Whatever the reason for it, but the fact is that mutual funds and fund managers who had performed quite well till about 2011 have suddenly lagged market indices, and in some cases, quite drastically. Value investors have found themselves wanting, in pursuit of value.

May be it is a case of style drift, when a particular style of investing goes out of fashion and a new one catches on. May be it is something else. May be in the long-term they will catch up, may be they won’t – I don’t know. The fact is that as an individual layman investor, beating the market using star-ranked active funds or value style stock investing has not been easy.

Moreover, beyond a new set of winners that have emerged, a large part of the mutual fund industry has found it difficult to match, forget beating, the main benchmark indices. So far till about couple of years back, in the Indian markets, it was not the case. But the usual winners are not winning, and that is the case if one looks at 6 month, 1 year, 2 year and in some cases, 3 year performances too.

3 years may not be sufficient time to assess performance, but the fact is there have been a new set of winners – in funds, fund managers and individual stocks.

littlebookThis triggered me to read ‘The Little Book of Common Sense Investing’ by John Bogle, the singular personality responsible for popularizing the Index Fund in the West through his mutual fund company Vanguard.

Truly a masterpiece, this book makes it simple for the lay individual investor to incorporate the fundamentals of asset allocation and rebalancing into his portfolio based mostly on a set of low cost, Index funds. It is the easiest way a truly long-term investor can be assured of building wealth for himself over decades of investing.

This book starts with a foreword note in which Warren Buffett says: “A low-cost index fund is the most sensible equity investment for the great majority of investors. My mentor, Ben Graham, took this position many years ago, and everything I have seen since convinces me of its truth. In this book, Jack Bogle tells you why.”

Bogle goes on demonstrate how investors turn a winner’s game into a loser’s game by chasing the illusion of market beating returns. He further explains that, while there will always be winners that beat the market over different periods of time, it is not predictable who will do so in the future based on past results, and shows how these winners change from time to time, thus surprising investors.

Finally, he advocates that investors should focus largely on their asset allocation, rebalancing strategy and base most or all of their long-term portfolio on low cost index funds.

Here are a few excerpts from the book:

“Index funds eliminate the risks of individual stocks, market sectors, and manager selection. Only stock market risk remains.”

“Common sense tells us–and history confirms-that the simplest and most efficient investment strategy is to buy and hold all of the nation’s publicly held businesses at very low cost.”

“The classic index fund that owns this market portfolio is the only investment that guarantees you your fair share of stock market returns.”

“The brokers, the investment bankers, the money managers, the marketers, the lawyers, the accountants, the operations departments of our financial system are the only sure winners in the game of investing.”

“Fund investors are confident that they can easily select superior fund managers. They are wrong.”
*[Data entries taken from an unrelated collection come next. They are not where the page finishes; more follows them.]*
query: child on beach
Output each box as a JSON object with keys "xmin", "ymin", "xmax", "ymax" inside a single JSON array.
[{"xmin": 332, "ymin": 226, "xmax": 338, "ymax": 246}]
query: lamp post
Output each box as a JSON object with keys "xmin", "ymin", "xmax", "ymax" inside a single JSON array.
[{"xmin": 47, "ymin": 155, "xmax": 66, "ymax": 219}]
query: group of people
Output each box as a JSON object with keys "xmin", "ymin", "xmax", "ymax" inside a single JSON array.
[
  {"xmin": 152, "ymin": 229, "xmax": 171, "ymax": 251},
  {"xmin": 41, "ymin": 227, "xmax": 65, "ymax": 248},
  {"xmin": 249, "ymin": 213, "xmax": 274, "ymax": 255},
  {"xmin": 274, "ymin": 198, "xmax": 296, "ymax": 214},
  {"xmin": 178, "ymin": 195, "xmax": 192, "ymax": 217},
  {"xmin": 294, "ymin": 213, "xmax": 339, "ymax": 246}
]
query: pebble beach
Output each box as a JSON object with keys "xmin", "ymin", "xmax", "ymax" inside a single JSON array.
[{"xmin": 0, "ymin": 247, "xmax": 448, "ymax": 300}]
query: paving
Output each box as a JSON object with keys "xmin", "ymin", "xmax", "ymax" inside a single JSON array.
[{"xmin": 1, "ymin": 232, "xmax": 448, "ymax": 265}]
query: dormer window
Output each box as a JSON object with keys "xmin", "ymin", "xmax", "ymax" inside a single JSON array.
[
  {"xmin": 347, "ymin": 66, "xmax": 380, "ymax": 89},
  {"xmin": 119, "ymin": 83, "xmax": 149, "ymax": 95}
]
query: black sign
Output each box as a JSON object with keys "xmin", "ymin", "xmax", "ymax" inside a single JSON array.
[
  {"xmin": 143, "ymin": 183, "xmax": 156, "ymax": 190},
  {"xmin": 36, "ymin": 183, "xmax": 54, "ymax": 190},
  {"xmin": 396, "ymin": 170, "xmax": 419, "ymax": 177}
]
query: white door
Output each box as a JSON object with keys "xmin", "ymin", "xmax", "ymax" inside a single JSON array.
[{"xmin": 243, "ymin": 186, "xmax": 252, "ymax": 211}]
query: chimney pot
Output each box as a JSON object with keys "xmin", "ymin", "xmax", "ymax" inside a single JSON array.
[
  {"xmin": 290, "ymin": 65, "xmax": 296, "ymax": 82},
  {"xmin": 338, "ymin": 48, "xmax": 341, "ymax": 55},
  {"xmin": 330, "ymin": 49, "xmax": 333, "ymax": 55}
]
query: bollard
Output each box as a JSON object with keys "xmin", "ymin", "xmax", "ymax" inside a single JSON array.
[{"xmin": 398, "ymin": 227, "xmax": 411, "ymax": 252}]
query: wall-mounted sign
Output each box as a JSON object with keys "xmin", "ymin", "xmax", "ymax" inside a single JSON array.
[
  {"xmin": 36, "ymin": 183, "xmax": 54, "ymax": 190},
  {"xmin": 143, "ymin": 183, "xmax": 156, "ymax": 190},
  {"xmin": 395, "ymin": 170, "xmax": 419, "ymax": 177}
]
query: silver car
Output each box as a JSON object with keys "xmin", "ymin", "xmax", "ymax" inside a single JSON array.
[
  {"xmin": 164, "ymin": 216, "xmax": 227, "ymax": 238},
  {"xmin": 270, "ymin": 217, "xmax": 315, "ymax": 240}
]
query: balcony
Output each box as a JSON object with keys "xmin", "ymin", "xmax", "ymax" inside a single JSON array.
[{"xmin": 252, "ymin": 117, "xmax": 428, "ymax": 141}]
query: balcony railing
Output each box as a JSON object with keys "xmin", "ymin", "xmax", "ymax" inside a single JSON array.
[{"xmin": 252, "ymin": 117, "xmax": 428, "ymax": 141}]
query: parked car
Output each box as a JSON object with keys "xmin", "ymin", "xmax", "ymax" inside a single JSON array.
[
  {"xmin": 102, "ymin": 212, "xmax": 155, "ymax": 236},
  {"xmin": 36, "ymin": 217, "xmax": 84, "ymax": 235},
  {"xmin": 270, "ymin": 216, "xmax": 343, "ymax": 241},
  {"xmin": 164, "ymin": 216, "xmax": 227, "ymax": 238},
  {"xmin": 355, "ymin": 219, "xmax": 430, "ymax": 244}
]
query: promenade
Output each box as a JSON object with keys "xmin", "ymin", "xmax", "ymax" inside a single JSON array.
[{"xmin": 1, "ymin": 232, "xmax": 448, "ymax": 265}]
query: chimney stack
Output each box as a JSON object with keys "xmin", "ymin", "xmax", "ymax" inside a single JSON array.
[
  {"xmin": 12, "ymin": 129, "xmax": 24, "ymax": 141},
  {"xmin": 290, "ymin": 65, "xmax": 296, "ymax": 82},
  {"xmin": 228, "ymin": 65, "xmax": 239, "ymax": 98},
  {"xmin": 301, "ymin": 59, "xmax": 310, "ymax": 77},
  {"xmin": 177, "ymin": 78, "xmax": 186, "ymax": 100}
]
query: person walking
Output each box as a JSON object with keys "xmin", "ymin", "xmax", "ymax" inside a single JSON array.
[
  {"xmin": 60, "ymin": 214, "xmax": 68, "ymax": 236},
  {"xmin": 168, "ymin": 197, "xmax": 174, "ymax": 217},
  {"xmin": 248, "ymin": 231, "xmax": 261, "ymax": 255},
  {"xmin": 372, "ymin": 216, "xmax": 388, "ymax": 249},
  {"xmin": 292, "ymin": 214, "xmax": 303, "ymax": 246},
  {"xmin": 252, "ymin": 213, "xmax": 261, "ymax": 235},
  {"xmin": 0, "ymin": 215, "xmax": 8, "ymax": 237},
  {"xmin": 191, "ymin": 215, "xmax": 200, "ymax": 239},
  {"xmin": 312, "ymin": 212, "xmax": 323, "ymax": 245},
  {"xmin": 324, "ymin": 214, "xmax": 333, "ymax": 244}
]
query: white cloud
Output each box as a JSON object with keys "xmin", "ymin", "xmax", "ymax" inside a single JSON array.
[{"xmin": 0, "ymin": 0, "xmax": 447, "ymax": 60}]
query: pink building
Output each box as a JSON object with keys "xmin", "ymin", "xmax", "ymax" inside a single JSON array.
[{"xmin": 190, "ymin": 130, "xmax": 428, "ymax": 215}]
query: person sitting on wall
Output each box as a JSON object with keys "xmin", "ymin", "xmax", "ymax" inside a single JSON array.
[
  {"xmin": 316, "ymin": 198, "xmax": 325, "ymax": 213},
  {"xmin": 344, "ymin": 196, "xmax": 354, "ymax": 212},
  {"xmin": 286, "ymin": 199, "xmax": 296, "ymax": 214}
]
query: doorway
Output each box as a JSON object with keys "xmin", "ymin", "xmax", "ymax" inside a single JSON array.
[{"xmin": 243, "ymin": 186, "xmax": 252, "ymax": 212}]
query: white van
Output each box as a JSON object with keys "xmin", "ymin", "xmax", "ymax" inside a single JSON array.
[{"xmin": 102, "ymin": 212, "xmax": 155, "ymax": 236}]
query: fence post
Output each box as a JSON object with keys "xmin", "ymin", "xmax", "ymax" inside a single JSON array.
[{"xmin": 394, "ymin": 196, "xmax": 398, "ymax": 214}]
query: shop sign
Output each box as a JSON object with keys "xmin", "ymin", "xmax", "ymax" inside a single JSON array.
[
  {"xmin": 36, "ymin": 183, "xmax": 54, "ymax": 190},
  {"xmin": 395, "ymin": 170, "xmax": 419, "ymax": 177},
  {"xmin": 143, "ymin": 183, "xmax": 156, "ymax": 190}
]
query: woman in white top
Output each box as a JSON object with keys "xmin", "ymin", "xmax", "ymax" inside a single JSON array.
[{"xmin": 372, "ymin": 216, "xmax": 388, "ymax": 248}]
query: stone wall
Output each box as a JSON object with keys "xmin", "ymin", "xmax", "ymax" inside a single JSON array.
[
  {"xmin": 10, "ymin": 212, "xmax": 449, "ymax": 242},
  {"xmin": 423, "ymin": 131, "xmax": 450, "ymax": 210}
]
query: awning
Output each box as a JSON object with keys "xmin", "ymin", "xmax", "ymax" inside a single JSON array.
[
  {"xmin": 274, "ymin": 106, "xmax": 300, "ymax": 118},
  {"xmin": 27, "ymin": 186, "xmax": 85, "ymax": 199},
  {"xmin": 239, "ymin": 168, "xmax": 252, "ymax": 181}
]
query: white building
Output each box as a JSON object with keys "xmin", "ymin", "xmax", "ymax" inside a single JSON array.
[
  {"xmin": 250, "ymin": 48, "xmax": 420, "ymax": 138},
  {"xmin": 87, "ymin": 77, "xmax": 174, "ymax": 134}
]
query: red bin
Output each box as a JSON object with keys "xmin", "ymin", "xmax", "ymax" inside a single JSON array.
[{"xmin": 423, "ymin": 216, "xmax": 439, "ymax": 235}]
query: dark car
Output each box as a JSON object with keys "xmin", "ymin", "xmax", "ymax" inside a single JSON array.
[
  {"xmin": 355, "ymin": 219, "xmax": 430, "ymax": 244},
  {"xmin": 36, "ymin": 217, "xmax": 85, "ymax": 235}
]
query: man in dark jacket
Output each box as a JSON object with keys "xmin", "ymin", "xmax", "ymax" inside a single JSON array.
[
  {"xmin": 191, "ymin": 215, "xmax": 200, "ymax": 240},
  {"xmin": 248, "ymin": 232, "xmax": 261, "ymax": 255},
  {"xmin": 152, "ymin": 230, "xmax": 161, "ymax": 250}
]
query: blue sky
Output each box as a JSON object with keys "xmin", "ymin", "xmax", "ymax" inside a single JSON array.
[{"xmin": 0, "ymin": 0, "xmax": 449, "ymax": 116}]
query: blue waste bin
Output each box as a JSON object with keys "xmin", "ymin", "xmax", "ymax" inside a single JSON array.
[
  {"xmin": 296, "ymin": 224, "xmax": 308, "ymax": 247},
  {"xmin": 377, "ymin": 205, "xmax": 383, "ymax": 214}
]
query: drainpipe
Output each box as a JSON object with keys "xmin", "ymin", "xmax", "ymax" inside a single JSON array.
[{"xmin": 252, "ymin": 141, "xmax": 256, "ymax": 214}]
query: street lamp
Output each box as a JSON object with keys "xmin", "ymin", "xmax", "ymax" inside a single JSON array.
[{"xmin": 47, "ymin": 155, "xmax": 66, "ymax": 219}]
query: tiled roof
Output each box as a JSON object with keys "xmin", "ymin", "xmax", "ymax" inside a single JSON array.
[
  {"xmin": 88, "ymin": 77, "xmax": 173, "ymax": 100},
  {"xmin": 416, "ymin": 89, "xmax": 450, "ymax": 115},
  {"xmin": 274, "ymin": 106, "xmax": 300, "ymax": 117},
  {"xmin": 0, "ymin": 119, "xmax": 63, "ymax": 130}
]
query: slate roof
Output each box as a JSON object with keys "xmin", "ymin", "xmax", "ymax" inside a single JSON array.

“The beauty of a cap-weighted index is that it automatically adjusts to changing stock prices and never has to buy and sell stocks for that reason.”

“Common sense tells us the obvious; while owning the stock market over the long-term is a winner’s game, beating the stock market is a loser’s game.”

“It’s amazing how difficult it is for a man to understand something if he’s paid a small fortune not to understand it.”

“By and large, fund managers are smart, well-educated, experienced, knowledgeable, and honest. But they are competing with each other. There is no net gain to fund shareholders as a group.”

“Every single firm in the fund industry acknowledges my conclusion that past fund performance is of no help in projecting the future returns of mutual funds.”

“Studies show that 95 percent of all investor dollars flow to funds rated four or five stars by Morningstar.” {In India, this may be valueresearchonline or similar}

And last but not the least, why it makes sense to base your really long-term portfolio on Index Funds, rather than on active funds or individual stocks.

“Index funds endure, while most advisers and funds do not.”